This last week I have taken a break from digital drawing and gotten really into weaving. It’s fun and totally different. I used cardboard box pieces to make my looms, and yarn to do the actual weaving. It’s all simple and achievable.
I’ve also been feeling very serious which is rare and makes me uncomfortable.
When I started art school, I drew like this:
But I hated it. I was impressed by stuff like this:
Mostly because I didn’t understand how to make it. So I thought that meant it was superior to what I did understand how to make. The fact that it was swirly and complex meant that it was better. After trying to imitate for awhile, I was able to remember the kind of art that had meant something to me for its character, not its swirliness. Art that looked like this:
Quentin Blake has had the single biggest impact on me. Simple sketchy lines, simple watercolor, lots of children. That is what I wanted to make. How did I let some stupid swirls make me forget that?
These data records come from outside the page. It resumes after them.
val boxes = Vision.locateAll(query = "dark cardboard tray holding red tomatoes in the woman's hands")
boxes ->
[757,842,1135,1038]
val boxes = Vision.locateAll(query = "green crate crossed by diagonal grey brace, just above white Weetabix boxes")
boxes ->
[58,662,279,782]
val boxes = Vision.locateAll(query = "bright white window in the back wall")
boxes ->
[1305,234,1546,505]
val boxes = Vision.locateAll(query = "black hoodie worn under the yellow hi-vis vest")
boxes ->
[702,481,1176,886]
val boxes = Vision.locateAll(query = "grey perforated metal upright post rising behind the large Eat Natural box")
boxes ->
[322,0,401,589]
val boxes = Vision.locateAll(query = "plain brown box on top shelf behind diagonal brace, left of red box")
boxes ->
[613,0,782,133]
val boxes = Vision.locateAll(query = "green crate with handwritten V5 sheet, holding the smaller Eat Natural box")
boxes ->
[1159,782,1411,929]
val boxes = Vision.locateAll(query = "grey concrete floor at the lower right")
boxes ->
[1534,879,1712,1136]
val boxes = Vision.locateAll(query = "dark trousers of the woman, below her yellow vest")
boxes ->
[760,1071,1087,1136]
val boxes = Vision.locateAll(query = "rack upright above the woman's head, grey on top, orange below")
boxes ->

We eat art all day. It’s so easy to like someone else’s stuff better. I like everybody else’s stuff better. If people want to buy my art I say, don’t buy my art! There’s much better art! I would love to tell you whose art to buy!
There’s a difference between what we love, and what we make. I love what I love, but I have to make what I make. I have to.
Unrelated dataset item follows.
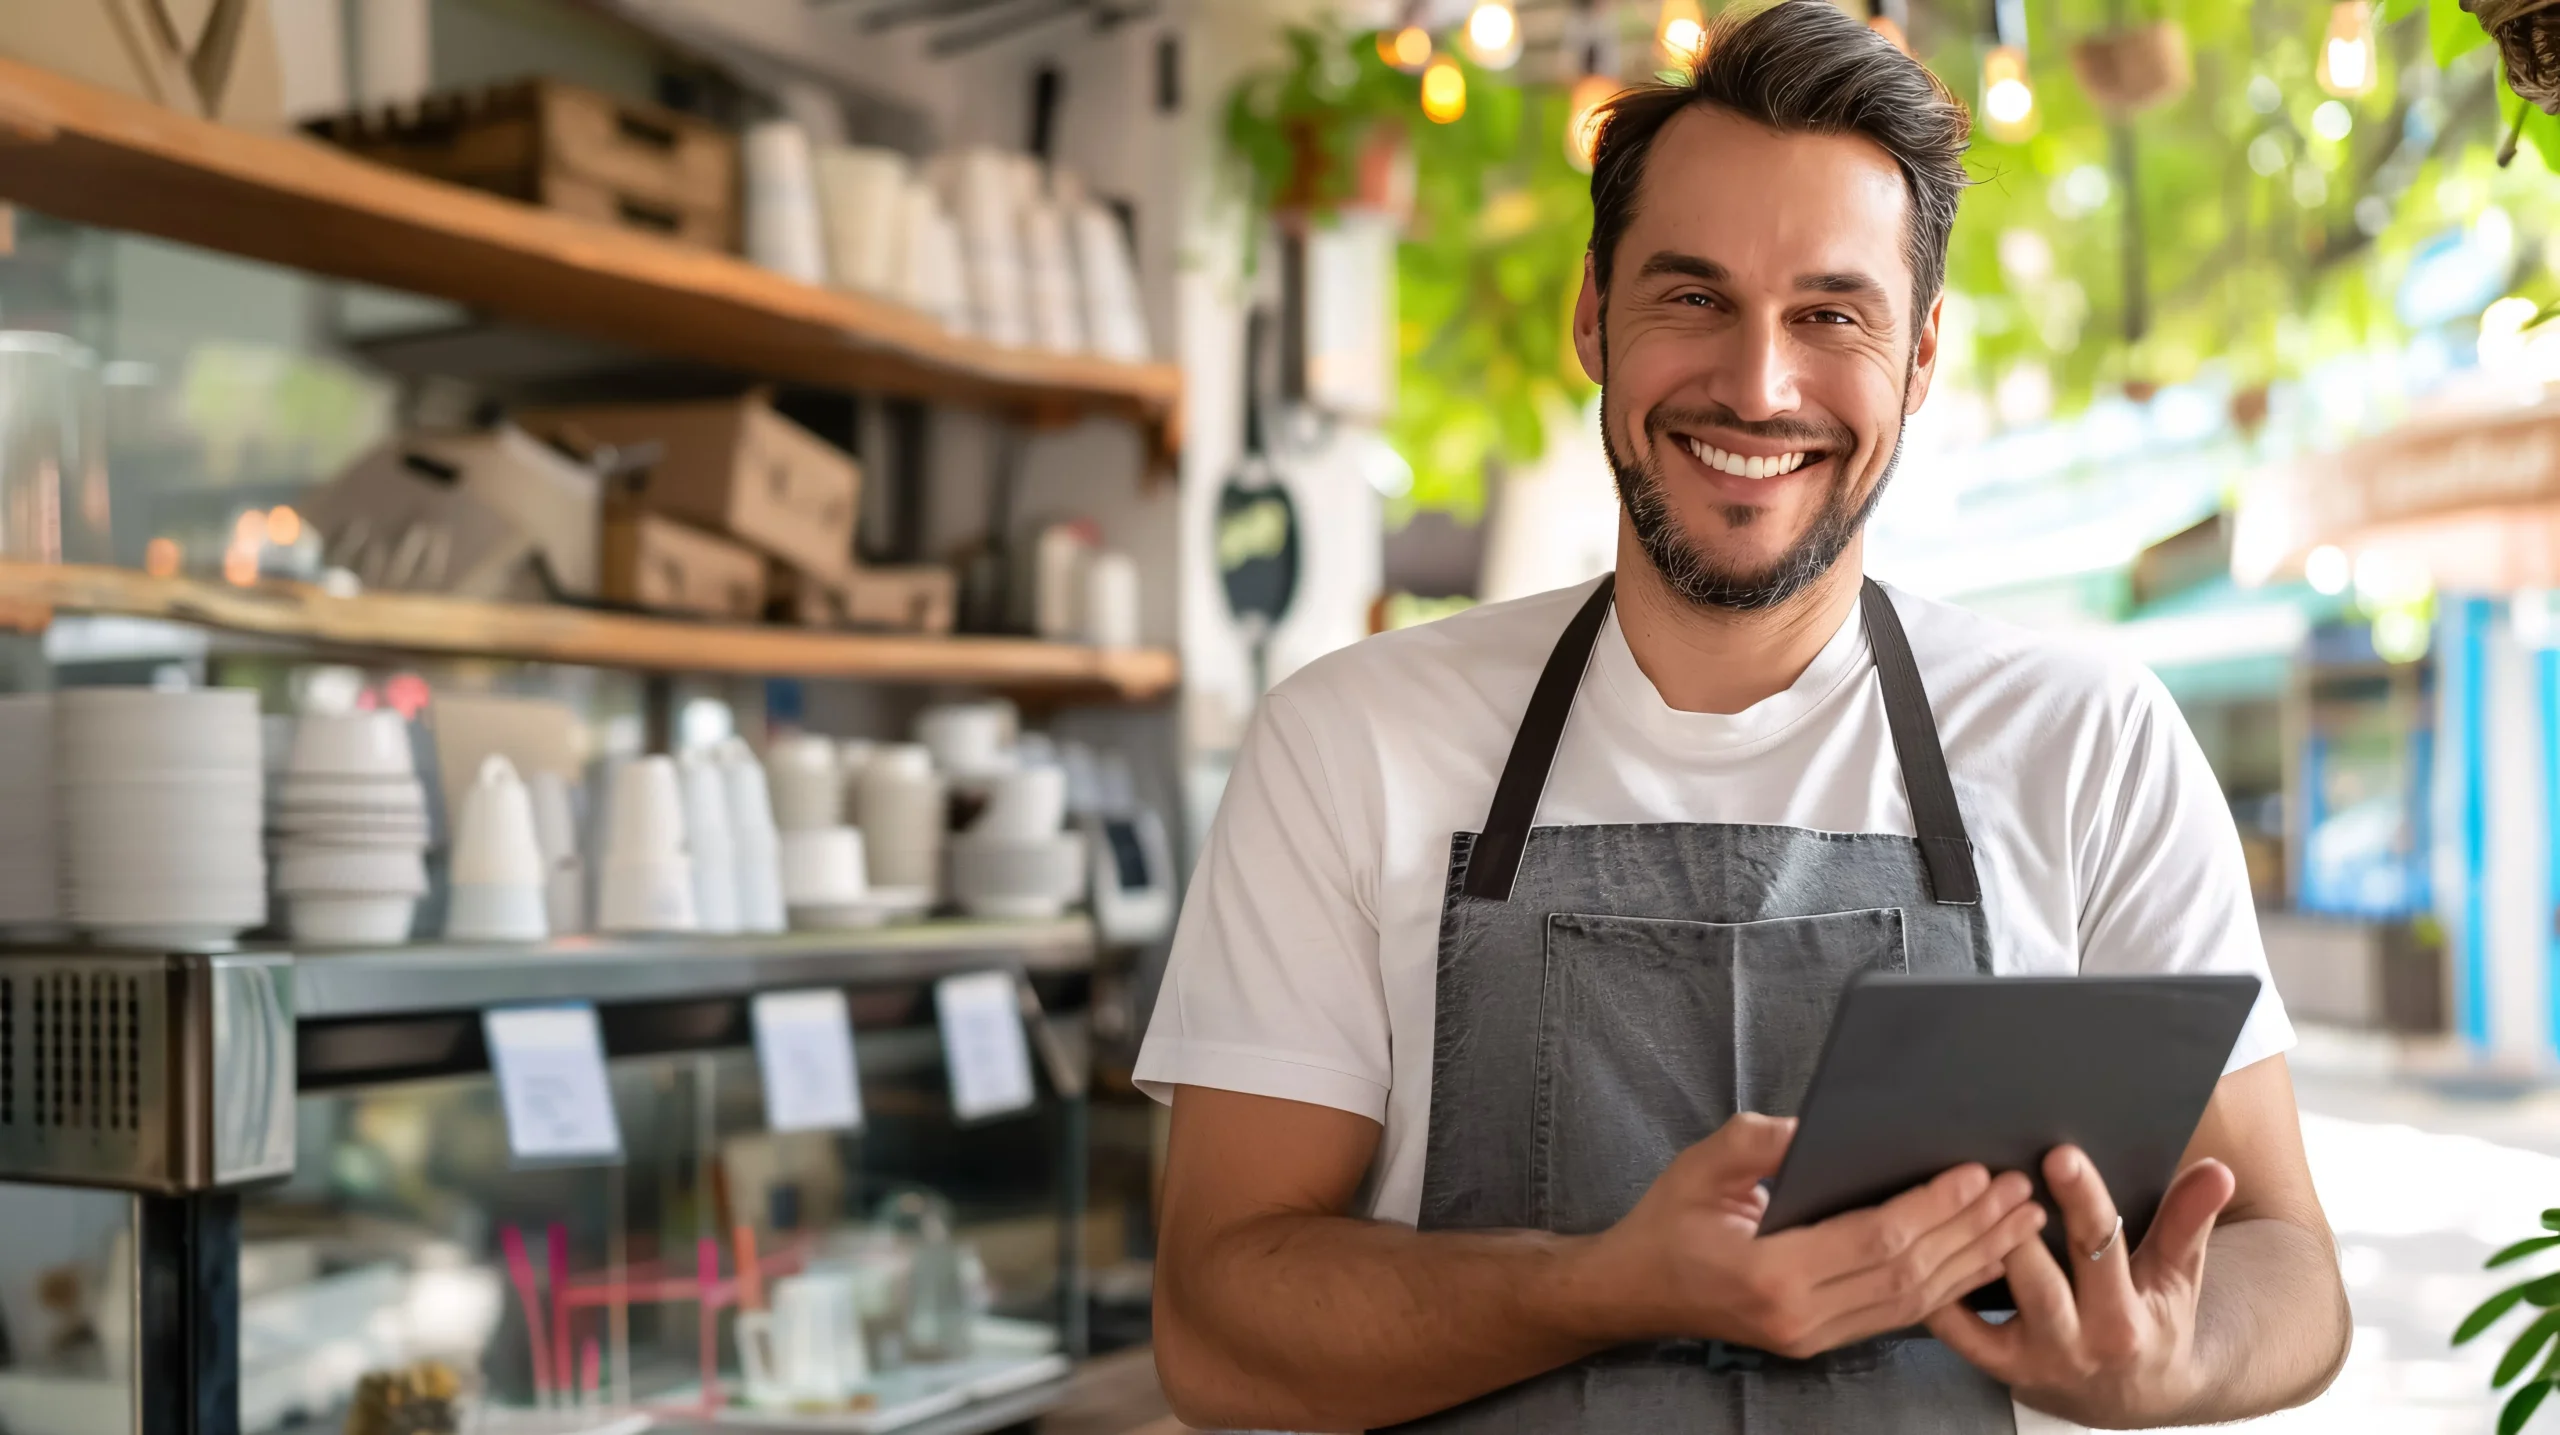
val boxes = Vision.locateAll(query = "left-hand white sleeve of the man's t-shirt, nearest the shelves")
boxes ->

Remembering that is an entirely different battle, though. What happens is you forget. And you venture out into making what someone else makes. For me, this is the stuff that allures:
I fall so in love with this stuff that I think I have to change my whole way to accommodate it. But which thing should I align myself with? I can’t do all of them. And I can’t blend them together.
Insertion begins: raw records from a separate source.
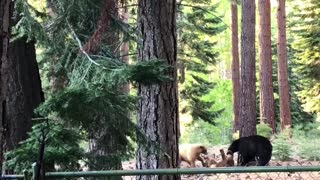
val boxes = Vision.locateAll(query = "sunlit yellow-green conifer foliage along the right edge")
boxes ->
[289,0,320,114]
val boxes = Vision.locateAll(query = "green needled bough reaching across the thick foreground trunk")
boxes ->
[69,57,173,90]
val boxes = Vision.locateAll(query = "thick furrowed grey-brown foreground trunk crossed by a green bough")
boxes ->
[136,0,180,179]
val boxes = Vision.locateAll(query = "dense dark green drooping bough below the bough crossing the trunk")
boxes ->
[39,84,135,158]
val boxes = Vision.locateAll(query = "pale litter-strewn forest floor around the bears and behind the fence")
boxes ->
[122,146,320,180]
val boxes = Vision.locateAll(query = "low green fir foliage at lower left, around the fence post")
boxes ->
[5,120,84,174]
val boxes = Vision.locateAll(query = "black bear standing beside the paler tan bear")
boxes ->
[227,135,272,166]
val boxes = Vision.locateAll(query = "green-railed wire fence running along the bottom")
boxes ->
[1,166,320,180]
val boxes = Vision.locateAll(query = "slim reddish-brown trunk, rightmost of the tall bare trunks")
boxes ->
[277,0,291,130]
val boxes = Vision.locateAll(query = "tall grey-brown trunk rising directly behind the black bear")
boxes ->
[240,0,257,137]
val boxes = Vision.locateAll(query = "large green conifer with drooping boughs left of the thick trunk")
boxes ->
[8,0,158,172]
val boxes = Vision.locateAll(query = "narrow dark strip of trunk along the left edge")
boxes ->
[0,0,12,173]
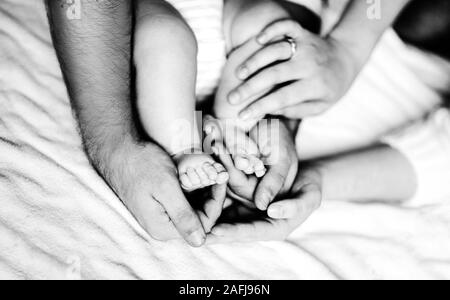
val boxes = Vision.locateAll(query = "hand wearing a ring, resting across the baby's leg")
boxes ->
[229,20,362,120]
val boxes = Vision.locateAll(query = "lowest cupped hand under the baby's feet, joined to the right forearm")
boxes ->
[207,169,322,244]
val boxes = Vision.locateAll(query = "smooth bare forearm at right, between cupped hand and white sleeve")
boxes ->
[313,145,417,201]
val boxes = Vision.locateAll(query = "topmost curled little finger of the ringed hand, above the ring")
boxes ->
[257,19,308,45]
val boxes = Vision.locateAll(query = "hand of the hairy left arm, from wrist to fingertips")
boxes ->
[105,139,226,247]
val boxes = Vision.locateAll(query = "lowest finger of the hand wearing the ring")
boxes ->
[239,80,321,121]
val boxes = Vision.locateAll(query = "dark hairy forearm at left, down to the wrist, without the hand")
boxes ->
[47,0,134,168]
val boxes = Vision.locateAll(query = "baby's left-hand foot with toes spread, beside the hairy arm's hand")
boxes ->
[175,152,229,192]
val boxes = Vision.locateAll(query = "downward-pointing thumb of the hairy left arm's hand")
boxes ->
[154,179,206,247]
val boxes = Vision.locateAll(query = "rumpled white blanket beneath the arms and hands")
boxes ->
[0,0,450,279]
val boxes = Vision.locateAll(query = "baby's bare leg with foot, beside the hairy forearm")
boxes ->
[134,1,228,191]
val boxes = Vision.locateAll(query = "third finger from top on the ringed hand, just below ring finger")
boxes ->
[228,62,299,105]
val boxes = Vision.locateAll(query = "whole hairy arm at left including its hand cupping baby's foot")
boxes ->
[46,0,225,246]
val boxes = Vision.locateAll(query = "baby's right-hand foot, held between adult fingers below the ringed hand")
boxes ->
[204,116,266,178]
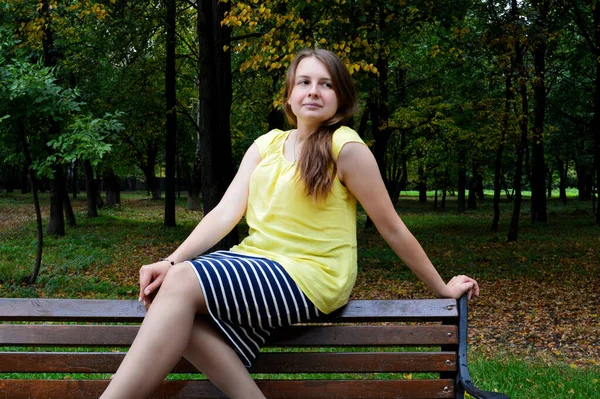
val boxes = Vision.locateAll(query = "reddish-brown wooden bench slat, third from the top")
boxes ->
[0,352,456,373]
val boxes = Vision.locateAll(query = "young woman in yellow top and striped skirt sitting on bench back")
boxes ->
[102,49,479,399]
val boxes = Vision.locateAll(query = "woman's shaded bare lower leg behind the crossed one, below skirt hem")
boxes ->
[184,317,265,399]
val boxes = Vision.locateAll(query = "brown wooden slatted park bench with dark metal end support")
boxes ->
[0,297,508,399]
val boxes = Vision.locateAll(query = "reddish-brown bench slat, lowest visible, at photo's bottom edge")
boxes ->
[0,380,455,399]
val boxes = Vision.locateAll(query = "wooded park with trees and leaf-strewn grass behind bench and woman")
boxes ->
[0,0,600,398]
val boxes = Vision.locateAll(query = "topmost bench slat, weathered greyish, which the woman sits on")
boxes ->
[0,298,458,322]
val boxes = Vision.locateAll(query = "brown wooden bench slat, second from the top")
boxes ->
[0,324,458,347]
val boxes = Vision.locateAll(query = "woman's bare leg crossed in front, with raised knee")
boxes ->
[101,263,207,399]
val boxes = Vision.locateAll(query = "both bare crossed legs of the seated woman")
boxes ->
[102,263,264,399]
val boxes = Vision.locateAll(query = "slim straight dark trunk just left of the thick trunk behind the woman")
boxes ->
[164,0,177,227]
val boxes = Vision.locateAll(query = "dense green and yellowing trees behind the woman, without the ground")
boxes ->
[0,0,600,256]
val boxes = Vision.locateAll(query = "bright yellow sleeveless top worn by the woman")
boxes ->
[231,127,363,313]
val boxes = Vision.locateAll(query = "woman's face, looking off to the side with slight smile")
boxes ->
[288,57,338,126]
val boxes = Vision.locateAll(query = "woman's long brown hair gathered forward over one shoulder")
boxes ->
[283,49,358,200]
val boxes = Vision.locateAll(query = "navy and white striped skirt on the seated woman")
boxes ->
[190,251,321,367]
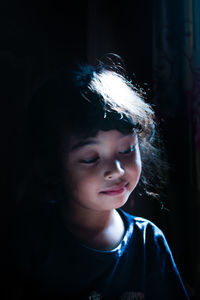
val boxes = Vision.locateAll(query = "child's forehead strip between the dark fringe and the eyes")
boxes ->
[68,130,136,152]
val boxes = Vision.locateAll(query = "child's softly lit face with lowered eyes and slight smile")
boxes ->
[64,130,141,211]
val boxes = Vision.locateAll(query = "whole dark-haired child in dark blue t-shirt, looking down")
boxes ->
[17,55,188,300]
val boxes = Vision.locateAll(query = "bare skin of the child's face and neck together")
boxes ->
[61,130,141,250]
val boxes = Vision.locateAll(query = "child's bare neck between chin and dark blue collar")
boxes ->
[61,205,125,250]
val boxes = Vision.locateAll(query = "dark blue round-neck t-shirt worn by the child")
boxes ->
[16,204,189,300]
Here are some examples of me imitating others:
Things got particularly insane when I started working in animation and was introduced to visual development. Visual development is basically the exact opposite of what I naturally do. What an artist is tasked with doing is sketching up the look and feel of an animated movie, scene by scene. A sample:
(art by Pascal Campion)
I had a complete breakdown when I started looking at stuff like that all day. I mean I just can’t do it. Not because I couldn’t learn how to draw like that, but because it doesn’t accomplish what I am trying to do when I make something. They are figuring out mood, lighting, scene quality. I am trying to make a joke, usually as quick as possible. Super super different. But, his art is WAY MORE BEAUTIFUL than my art. No contest. How can I not be bowled over by that? I couldn’t draw confidently at work for months.
Eventually I recovered. My stuff is about jokes and his stuff is about being amazing and talented and incredible. Also his name sounds French. I cannot compete with that.
The lesson: Long after finding something new and exciting, and mimicking that new and exciting thing. After you’ve failed and then given up and retreated back into your little land of lines and simple color and jokes. Maybe it exists so small that you can’t tell, but you are better for having loved that other art. Maybe it’s an instinct about composition, or a new way of drawing dots as eyeballs. Who knows. But you are better at art because of other people’s art.